Ce rapprochement est finalement logique. Le Luxembourg a en effet été précurseur dans ce domaine, faisant de l’exploitation des ressources de l’espace une source de diversification économique. Le programme Spaceresources.lu a été notamment constitué dans ce but.

Tandis qu’en 2017, un cadre légal luxembourgeois a été instauré pour réguler l’utilisation des ressources de l’espace, qui, selon une étude commandée à PwC, pourrait générer un chiffre d’affaires oscillant entre 73 et 170 milliards de dollars d’ici à 2045, et créer de 845.000 à 1,8 million d’emplois.

Des partenariats ont été soutenus avec le secteur privé, par exemple entre le Luxembourg Institute of Science and Technology (List) et Ispace, mais aussi avec d’autres pays, comme la Pologne ou les Émirats.

Un savoir-faire belge reconnu

En Belgique, l’industrie spatiale s’est fortement développée au cours des dernières années.

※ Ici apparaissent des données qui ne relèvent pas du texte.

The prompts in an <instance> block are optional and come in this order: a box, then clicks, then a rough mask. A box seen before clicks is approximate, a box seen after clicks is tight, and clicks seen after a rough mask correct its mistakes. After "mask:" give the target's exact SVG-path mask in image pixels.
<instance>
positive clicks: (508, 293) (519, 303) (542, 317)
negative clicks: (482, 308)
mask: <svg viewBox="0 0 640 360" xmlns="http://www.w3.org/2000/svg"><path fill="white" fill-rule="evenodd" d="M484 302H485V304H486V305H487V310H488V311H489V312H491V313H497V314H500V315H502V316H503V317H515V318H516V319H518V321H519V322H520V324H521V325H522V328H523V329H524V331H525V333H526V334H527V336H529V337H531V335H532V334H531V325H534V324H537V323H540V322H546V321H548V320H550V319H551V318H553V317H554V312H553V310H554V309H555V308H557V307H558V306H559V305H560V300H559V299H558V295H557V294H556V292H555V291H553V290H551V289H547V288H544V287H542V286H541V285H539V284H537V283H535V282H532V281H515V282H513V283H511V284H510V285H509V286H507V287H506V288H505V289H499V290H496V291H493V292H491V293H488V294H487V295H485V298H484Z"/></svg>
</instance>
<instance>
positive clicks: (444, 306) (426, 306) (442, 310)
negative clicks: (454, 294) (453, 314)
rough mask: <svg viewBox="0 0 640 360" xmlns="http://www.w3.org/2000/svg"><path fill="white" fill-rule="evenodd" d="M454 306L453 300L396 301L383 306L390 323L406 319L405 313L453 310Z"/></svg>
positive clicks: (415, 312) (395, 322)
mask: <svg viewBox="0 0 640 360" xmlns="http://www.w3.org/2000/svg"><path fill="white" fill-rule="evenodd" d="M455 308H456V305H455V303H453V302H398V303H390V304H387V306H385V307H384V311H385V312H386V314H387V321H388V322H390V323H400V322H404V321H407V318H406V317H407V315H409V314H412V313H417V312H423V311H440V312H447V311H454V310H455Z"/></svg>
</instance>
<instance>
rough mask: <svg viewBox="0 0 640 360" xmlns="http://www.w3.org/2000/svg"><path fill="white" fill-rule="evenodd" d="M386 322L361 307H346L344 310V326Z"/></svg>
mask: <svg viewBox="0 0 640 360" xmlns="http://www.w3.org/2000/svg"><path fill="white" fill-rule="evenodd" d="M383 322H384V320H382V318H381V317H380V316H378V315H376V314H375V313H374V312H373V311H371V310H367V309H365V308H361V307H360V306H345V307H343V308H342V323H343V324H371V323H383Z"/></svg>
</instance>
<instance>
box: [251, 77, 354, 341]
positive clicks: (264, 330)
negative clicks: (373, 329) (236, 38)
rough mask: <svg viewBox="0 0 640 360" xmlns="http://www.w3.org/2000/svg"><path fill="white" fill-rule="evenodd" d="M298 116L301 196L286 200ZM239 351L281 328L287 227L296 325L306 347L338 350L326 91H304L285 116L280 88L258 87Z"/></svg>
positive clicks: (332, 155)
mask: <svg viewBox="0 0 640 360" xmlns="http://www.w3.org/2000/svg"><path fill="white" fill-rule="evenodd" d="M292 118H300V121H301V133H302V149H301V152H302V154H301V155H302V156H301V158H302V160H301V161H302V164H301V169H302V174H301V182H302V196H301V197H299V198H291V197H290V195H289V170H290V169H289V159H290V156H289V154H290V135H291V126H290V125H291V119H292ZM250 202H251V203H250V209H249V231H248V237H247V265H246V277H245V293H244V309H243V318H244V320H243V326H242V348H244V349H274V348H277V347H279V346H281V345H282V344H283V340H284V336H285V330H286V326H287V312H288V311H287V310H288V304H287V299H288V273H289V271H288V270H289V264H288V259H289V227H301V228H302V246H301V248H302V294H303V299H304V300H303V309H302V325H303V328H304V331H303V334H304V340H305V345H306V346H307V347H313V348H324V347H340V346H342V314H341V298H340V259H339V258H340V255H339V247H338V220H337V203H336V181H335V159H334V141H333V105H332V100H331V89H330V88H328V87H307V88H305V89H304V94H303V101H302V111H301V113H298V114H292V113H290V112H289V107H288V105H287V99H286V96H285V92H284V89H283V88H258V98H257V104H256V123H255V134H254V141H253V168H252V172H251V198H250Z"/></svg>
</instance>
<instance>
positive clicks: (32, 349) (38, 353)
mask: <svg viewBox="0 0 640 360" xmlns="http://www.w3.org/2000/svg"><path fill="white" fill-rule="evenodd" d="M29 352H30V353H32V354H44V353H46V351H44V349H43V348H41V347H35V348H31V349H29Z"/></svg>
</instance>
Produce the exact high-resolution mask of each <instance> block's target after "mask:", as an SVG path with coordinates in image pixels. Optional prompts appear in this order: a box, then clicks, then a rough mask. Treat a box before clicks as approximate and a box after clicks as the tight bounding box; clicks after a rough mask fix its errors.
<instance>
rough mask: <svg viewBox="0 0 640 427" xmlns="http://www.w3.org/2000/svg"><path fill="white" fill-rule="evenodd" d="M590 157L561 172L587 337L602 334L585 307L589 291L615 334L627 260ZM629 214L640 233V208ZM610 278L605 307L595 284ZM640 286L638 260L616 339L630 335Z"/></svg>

Le savoir-faire de nombreuses entreprises, comme Newtec, Thales Alenia Space Belgium, QinetiQ Space nv, Sabca, Safran, Spacebel, Trasys, RHEA ou Vitrociset, est reconnu au niveau mondial.

Et c’est à Redu, pas très loin du Luxembourg, que se situe l’European Space Security and Education Centre, une implantation de l’Agence spatiale européenne, notamment spécialisée en cybersécurité spatiale. Ce centre est un maillon important du projet Galileo, le futur GPS européen.

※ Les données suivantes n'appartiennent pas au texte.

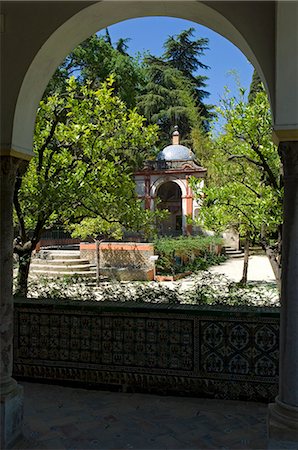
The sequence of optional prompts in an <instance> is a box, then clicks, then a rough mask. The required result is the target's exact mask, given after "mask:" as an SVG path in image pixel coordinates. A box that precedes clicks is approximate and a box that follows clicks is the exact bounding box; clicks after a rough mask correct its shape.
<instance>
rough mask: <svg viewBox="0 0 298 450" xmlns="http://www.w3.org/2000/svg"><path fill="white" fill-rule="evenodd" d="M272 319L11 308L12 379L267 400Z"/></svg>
mask: <svg viewBox="0 0 298 450" xmlns="http://www.w3.org/2000/svg"><path fill="white" fill-rule="evenodd" d="M278 323H279V317H278V313H276V314H271V315H269V316H268V314H267V315H266V314H264V315H262V314H256V315H255V316H253V315H252V314H249V315H247V314H241V313H237V314H236V315H233V314H231V313H229V314H227V315H226V316H225V315H223V314H222V313H221V314H219V315H218V314H214V312H212V311H210V314H209V312H208V310H206V309H205V310H204V311H201V312H200V310H198V309H196V310H195V309H193V308H189V309H187V308H185V307H184V308H179V307H175V308H173V307H172V308H171V309H170V310H167V309H166V308H164V309H162V308H160V309H159V310H156V308H155V309H153V310H152V311H150V309H148V307H146V308H143V309H142V307H141V308H138V309H137V310H136V308H129V307H127V308H123V307H122V308H120V309H117V308H115V307H106V308H104V309H102V308H94V304H93V305H92V306H90V307H89V306H88V305H87V304H85V302H84V303H76V305H75V306H74V304H68V305H64V306H63V305H59V307H57V304H55V302H53V303H52V304H51V303H50V302H47V303H46V304H42V302H36V301H34V302H30V301H28V300H27V301H24V302H23V303H22V302H17V303H16V305H15V342H14V355H15V361H14V375H15V376H19V377H21V376H26V377H30V378H37V379H38V378H45V379H49V380H51V379H54V380H58V381H59V380H60V381H80V382H84V383H89V384H90V383H91V384H95V385H96V384H97V385H109V386H110V385H118V386H119V387H121V386H122V387H123V386H125V389H138V390H140V389H141V390H145V391H157V392H159V391H162V392H171V393H179V394H192V395H207V396H209V397H219V398H248V399H257V400H260V399H264V400H269V401H270V400H272V399H273V398H274V396H275V395H276V393H277V381H278V331H279V325H278Z"/></svg>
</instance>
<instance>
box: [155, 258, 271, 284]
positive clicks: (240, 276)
mask: <svg viewBox="0 0 298 450" xmlns="http://www.w3.org/2000/svg"><path fill="white" fill-rule="evenodd" d="M242 269H243V258H230V259H228V260H227V261H225V262H223V263H221V264H219V265H217V266H213V267H210V268H209V269H208V271H209V272H211V273H218V274H221V275H225V276H226V277H227V278H229V279H230V280H231V281H240V279H241V277H242ZM195 279H196V275H190V276H189V277H185V278H182V279H181V280H178V281H174V282H169V281H165V282H162V283H161V284H163V285H164V286H167V287H170V288H174V287H175V286H176V287H177V286H180V287H179V290H180V292H181V291H186V290H188V289H191V287H192V286H193V285H194V283H195ZM248 281H264V282H267V283H275V277H274V274H273V271H272V268H271V265H270V262H269V260H268V258H267V256H265V255H252V256H250V257H249V263H248Z"/></svg>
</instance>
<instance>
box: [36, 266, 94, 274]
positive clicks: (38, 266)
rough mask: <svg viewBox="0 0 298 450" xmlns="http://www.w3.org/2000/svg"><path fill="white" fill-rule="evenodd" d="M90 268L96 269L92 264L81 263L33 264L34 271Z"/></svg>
mask: <svg viewBox="0 0 298 450" xmlns="http://www.w3.org/2000/svg"><path fill="white" fill-rule="evenodd" d="M90 269H94V266H93V265H91V264H81V265H76V266H74V265H70V266H68V265H61V264H59V265H58V264H31V270H32V271H34V272H36V273H37V272H45V271H49V272H80V273H81V272H86V271H88V270H90Z"/></svg>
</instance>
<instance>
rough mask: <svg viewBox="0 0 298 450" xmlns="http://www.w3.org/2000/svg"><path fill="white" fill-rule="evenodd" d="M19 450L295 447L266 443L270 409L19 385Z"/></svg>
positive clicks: (240, 403)
mask: <svg viewBox="0 0 298 450" xmlns="http://www.w3.org/2000/svg"><path fill="white" fill-rule="evenodd" d="M21 384H22V385H23V386H24V396H25V412H24V439H23V440H22V441H20V442H18V443H17V444H16V445H15V447H14V448H15V449H25V448H27V449H52V450H54V449H55V450H56V449H57V450H58V449H73V450H74V449H105V450H107V449H126V448H133V449H140V450H141V449H169V450H170V449H267V448H268V449H287V450H290V449H296V448H297V444H294V443H289V442H287V443H286V442H283V443H281V442H277V441H273V440H271V441H268V440H267V437H266V417H267V405H265V404H262V403H252V402H239V401H228V400H209V399H198V398H185V397H161V396H157V395H146V394H130V393H115V392H107V391H94V390H86V389H79V388H70V387H61V386H51V385H46V384H37V383H28V382H23V383H21Z"/></svg>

Il est géré par Redu Space Services, un consortium dans lequel on retrouve l’opérateur satellitaire luxembourgeois SES. C’est sur ce même parc industriel unique en son genre et dédié au spatial, baptisé Galaxia, qu’a été implanté le centre logistique du projet Galileo.

Au sein des Nations unies, la Belgique a adhéré aux cinq traités de l’espace, dont l’accord de 1979 sur les activités des États sur la lune et les autres corps célestes.

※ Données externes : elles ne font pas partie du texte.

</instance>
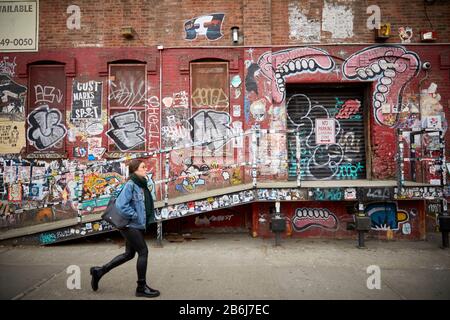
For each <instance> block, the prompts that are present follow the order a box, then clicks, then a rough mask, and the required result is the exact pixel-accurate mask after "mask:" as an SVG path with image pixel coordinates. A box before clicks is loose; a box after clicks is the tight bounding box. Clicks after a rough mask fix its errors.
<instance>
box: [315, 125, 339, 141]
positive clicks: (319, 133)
mask: <svg viewBox="0 0 450 320" xmlns="http://www.w3.org/2000/svg"><path fill="white" fill-rule="evenodd" d="M335 132H336V125H335V122H334V119H316V144H334V143H336V135H335Z"/></svg>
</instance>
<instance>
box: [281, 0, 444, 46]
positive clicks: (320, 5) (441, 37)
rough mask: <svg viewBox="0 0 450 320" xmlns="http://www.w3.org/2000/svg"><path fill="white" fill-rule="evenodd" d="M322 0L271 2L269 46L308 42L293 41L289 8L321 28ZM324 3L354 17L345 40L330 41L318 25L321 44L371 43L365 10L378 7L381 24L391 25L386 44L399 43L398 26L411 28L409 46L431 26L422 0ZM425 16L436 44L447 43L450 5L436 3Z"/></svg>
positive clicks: (428, 6)
mask: <svg viewBox="0 0 450 320" xmlns="http://www.w3.org/2000/svg"><path fill="white" fill-rule="evenodd" d="M324 2H325V1H306V0H298V1H293V0H278V1H272V44H273V45H286V44H302V43H311V41H308V40H307V39H305V38H304V37H300V39H292V38H290V37H289V35H290V26H289V13H288V8H289V5H290V6H291V10H292V7H297V8H299V10H300V11H302V12H303V14H304V15H305V16H306V17H307V19H308V20H310V19H311V20H317V21H318V22H319V24H320V25H322V21H323V18H324V16H323V8H324ZM326 2H327V3H330V4H335V5H339V6H343V7H345V8H346V9H347V10H351V12H352V15H353V18H354V19H353V34H354V35H353V37H350V38H345V39H333V38H332V35H331V33H330V32H328V31H324V30H322V29H323V26H321V31H320V43H374V42H376V41H375V39H374V31H373V30H369V29H368V28H367V26H366V23H367V19H368V18H369V17H370V16H371V14H367V13H366V10H367V7H368V6H370V5H377V6H379V7H380V9H381V22H387V23H390V24H391V37H390V38H389V39H388V40H387V41H386V42H388V43H401V40H400V38H399V31H398V29H399V28H400V27H411V28H412V30H413V37H412V39H411V43H419V42H420V30H422V29H427V28H429V27H430V24H429V22H428V20H427V18H426V15H425V9H424V1H423V0H411V1H404V0H401V1H390V0H380V1H336V0H326ZM427 13H428V17H429V19H430V21H431V23H432V25H433V27H434V29H435V30H436V31H437V32H438V41H439V42H448V41H449V39H450V30H449V28H448V26H449V25H450V6H449V5H448V2H446V1H436V2H435V4H433V5H429V6H427Z"/></svg>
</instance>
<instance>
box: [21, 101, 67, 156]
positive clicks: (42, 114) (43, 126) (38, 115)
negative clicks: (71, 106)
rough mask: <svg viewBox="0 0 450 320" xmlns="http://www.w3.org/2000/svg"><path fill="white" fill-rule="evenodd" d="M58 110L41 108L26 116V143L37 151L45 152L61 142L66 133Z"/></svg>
mask: <svg viewBox="0 0 450 320" xmlns="http://www.w3.org/2000/svg"><path fill="white" fill-rule="evenodd" d="M61 121H62V115H61V112H60V111H59V110H58V109H53V108H52V109H50V108H49V106H48V105H44V106H41V107H39V108H37V109H35V110H33V112H31V113H30V114H29V115H28V124H29V128H28V131H27V138H28V141H29V142H30V143H31V144H33V145H34V146H35V148H36V149H38V150H45V149H48V148H50V147H52V146H54V145H55V144H56V143H58V142H59V141H61V140H62V139H63V138H64V136H65V135H66V133H67V130H66V127H65V126H64V125H63V124H62V122H61Z"/></svg>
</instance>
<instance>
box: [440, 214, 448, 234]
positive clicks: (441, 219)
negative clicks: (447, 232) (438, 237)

Reynders et Schneider ravis

Didier Reynders, vice-Premier ministre belge, a souligné que «l’économie spatiale se développe rapidement, et il est important de commencer dès maintenant à travailler à des règles internationales qui permettront de réaliser pleinement et de manière ordonnée l’énorme potentiel qu’offre ce secteur. En raison de notre soutien fort au multilatéralisme, nous sommes en faveur d’une approche qui réconcilie les droits individuels avec l’intérêt collectif de l’humanité. Nous sommes heureux de pouvoir nous lancer dans cette entreprise avec le Luxembourg.» 

De son côté, Étienne Schneider, vice-Premier ministre luxembourgeois, a déclaré être heureux «de la collaboration renforcée entre la Belgique et le Luxembourg, qui nous permettra d’identifier et de discuter nos intérêts communs dans l’exploration et l’utilisation des ressources spatiales. Après la Chine, le Japon, les Émirats arabes unis, la République tchèque, le Portugal et la Pologne, notre pays voisin, la Belgique, est le septième pays avec lequel le Luxembourg coopérera dans le secteur des ressources spatiales. Le Grand-Duché est fermement résolu à soutenir la compétitivité de l’industrie spatiale commerciale en Europe. Ensemble avec nos partenaires, nous développons davantage les connaissances et compétences y afférentes, tout en encourageant les investissements, notamment du secteur privé, afin de développer et d’implémenter des solutions technologiques, opérationnelles et financières.»